Plus, I'm still using a CAS, so now I have to factor in the timing belt. Darn it, you're going to keep me up nights!

 

CD40106's and their ilk have loosey goosey input hysteresis specs. But they do work well.

 

What do you mean by trigger input decoders? Are you trying to design a hardware solution to decode different trigger wheel designs. i.e. 12-1, 12+1 ...

I am going to use JasonC's schmitt-trigger circuit to feed my MS3 running my vvt engine.

-Raj

 

You know, this has always been my test as to whether someone is legit or a poser. Every profession has it's lingo, and oftentimes you encounter people that use nothing but "lingo." Having worked in multiple professions, I've found that nearly every human concept is capable of clear expression at a 3rd grade level. However, only those that REALLY UNDERSTAND the concept can reduce it to that level.

For some reason, we have a lot of these people on MT.net. It's why I'm addicted to it.

Of course, there is also newb buggery.

 

It'd be interesting to see how much engine mounts and diff mounts increase the windup resonant frequency!

 

I've thought about this and my conclusion is, according the "principle of superposition", that the ringing frequency, 6 Hz, and the delta RPM, (240 RPM peak to peak), will be the same.
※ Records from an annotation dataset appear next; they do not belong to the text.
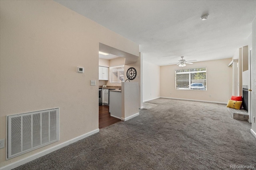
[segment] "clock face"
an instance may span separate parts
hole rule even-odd
[[[129,80],[133,80],[136,77],[137,72],[136,69],[133,67],[130,67],[127,70],[126,76]]]

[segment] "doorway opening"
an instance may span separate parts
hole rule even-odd
[[[99,106],[99,129],[104,128],[120,121],[119,119],[110,116],[109,106]]]

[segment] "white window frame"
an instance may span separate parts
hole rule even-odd
[[[118,83],[124,81],[124,65],[109,67],[109,80],[110,83]]]
[[[202,69],[202,70],[199,70],[199,71],[196,71],[196,69]],[[194,71],[192,71],[192,70],[194,70]],[[200,79],[198,80],[196,80],[195,79],[191,80],[191,74],[193,73],[200,73],[200,72],[205,72],[205,78],[203,79]],[[200,68],[188,68],[187,69],[182,69],[182,70],[177,70],[175,71],[175,89],[176,90],[202,90],[202,91],[206,91],[207,90],[207,80],[206,80],[206,75],[207,75],[207,72],[206,72],[206,67],[200,67]],[[185,82],[184,82],[184,85],[182,86],[183,82],[181,83],[181,84],[180,83],[178,82],[178,80],[177,81],[177,75],[181,75],[181,74],[188,74],[188,79],[185,80]],[[203,83],[204,84],[204,87],[202,88],[202,89],[200,88],[199,89],[191,89],[191,84],[193,83]],[[186,86],[185,86],[186,85]]]

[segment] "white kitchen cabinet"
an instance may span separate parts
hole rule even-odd
[[[99,66],[99,80],[108,80],[108,67]]]
[[[109,104],[108,102],[108,89],[103,89],[103,99],[102,103],[105,104]]]

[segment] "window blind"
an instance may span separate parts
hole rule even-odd
[[[110,83],[120,83],[124,82],[124,65],[110,67],[109,70]]]

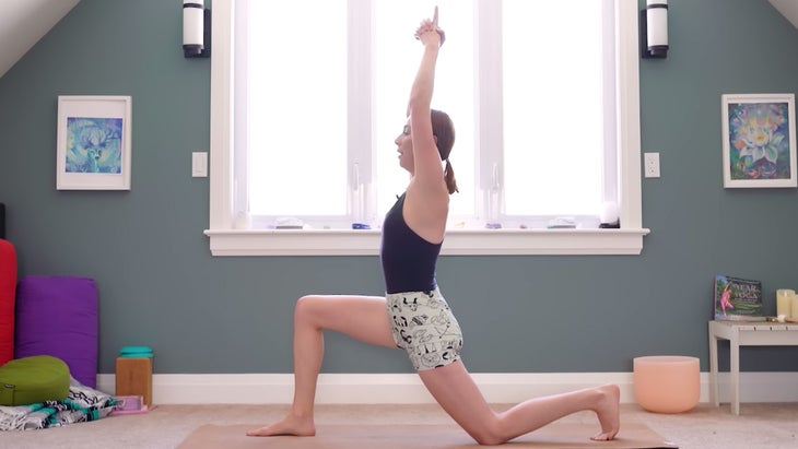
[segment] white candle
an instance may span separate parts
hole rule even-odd
[[[793,302],[795,300],[795,291],[789,288],[779,288],[776,291],[776,316],[784,315],[791,317],[790,310],[795,310],[798,314],[798,309],[795,309]]]

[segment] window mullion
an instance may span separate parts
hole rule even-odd
[[[502,2],[477,2],[474,36],[477,189],[474,210],[480,223],[501,222],[504,211]]]
[[[374,198],[373,114],[373,5],[368,0],[348,2],[347,141],[349,169],[349,213],[354,222],[372,223],[376,217]]]

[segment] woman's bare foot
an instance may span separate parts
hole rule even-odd
[[[620,406],[621,390],[618,386],[606,385],[599,387],[598,390],[603,394],[596,407],[599,423],[601,423],[601,432],[590,437],[596,441],[608,441],[615,438],[618,430],[621,428]]]
[[[247,436],[250,437],[273,437],[278,435],[312,437],[316,435],[316,425],[314,424],[313,418],[287,415],[277,423],[247,430]]]

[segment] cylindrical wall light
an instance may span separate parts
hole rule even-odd
[[[643,58],[668,57],[668,0],[646,0],[641,11],[641,47]]]
[[[210,54],[210,11],[204,0],[183,0],[183,54],[207,58]]]

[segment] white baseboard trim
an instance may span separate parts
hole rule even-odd
[[[516,403],[602,383],[621,388],[621,403],[634,402],[632,373],[472,374],[488,402]],[[730,378],[718,375],[720,402],[728,402]],[[114,375],[98,375],[97,389],[114,394]],[[155,404],[290,404],[293,375],[154,375]],[[741,373],[741,402],[798,402],[798,373]],[[322,374],[319,404],[424,404],[432,395],[414,374]],[[700,402],[709,402],[709,375],[701,373]]]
Yes torque at 4000 RPM is greater, but the torque rate of rise would have to be faster than 1/12 sec in order to excite the 6 Hz resonant frequency - 1/2 of a period of 6 Hz is 1/12 second). It is much easier to do that at low RPM, because the motor will develop close to full torque at something like 5% throttle. Whereas, at higher RPM, it might take 50% throttle. As your foot rolls in the throttle, it will reach 5% throttle 10x quicker than 50%. So at low RPM you can hit full torque in less than 1/12 second. This is why the boioioing driveline windup is much more noticeable if you tip in at low RPM than at hi RPM.
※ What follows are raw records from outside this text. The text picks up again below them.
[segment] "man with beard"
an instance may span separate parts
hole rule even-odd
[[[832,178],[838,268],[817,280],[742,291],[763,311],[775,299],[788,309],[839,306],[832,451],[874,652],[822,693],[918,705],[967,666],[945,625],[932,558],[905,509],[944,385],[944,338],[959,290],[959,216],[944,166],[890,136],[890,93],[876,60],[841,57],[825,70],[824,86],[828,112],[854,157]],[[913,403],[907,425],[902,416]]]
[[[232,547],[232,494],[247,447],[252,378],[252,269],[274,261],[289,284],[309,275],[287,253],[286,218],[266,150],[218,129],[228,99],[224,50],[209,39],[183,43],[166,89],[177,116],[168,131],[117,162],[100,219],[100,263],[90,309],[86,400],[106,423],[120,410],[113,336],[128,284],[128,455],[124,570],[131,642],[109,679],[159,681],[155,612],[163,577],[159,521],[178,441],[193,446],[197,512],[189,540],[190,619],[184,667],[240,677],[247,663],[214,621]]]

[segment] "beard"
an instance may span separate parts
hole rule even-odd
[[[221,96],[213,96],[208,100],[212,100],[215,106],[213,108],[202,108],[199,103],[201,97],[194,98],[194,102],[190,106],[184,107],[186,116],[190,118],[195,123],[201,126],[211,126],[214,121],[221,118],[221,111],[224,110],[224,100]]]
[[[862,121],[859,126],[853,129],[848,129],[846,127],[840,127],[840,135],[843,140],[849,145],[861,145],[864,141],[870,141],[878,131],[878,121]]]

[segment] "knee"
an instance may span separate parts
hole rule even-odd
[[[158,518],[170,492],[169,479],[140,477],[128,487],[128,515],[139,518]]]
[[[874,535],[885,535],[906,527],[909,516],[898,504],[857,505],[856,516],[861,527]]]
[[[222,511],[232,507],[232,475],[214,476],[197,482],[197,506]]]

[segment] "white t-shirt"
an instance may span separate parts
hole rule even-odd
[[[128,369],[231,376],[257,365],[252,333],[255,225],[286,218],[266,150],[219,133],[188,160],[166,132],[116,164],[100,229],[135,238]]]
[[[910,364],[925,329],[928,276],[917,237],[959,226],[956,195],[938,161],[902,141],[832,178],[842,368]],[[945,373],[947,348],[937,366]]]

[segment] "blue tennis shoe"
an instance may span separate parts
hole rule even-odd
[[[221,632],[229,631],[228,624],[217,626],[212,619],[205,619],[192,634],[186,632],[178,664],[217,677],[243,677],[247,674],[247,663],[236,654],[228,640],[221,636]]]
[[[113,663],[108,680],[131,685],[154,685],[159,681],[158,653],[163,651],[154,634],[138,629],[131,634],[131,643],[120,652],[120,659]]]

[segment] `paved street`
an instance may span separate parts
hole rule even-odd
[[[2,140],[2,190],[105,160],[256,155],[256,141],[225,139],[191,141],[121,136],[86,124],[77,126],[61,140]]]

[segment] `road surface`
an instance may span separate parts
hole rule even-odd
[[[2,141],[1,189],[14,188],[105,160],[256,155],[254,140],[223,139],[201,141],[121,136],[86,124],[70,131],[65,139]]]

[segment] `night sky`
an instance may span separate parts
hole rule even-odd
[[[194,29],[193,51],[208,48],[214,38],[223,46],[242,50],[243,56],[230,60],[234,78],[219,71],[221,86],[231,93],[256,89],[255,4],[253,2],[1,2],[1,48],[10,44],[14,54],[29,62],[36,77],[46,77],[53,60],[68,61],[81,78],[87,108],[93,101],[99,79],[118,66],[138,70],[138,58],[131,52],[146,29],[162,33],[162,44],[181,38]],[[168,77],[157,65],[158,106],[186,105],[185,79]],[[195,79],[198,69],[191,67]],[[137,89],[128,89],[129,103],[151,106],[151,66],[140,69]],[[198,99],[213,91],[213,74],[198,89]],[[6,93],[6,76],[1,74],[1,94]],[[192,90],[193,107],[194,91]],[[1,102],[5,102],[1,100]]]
As for timing errors, it will always be proportionally worse at low RPM. E.g. say you have 2° error doing this at 1000 RPM, it will be 0.5° at 4000 RPM. This is also why if you do the throttle-blip-in-neutral timing test where you set the ECU to do constant timing, you will see the most error initially at low RPM, and it diminishes as RPMs rise.

 

The 74C14 (same functionality) appears to have better specs for our purposes.

 

In fairness, I have a handful of the 40106s sitting here and I've only tested one gate of one chip so far. I'm going to go through the rest of them and see what kind of spread I find.

 

FYI:

 

Is the external OS the thing you bang into?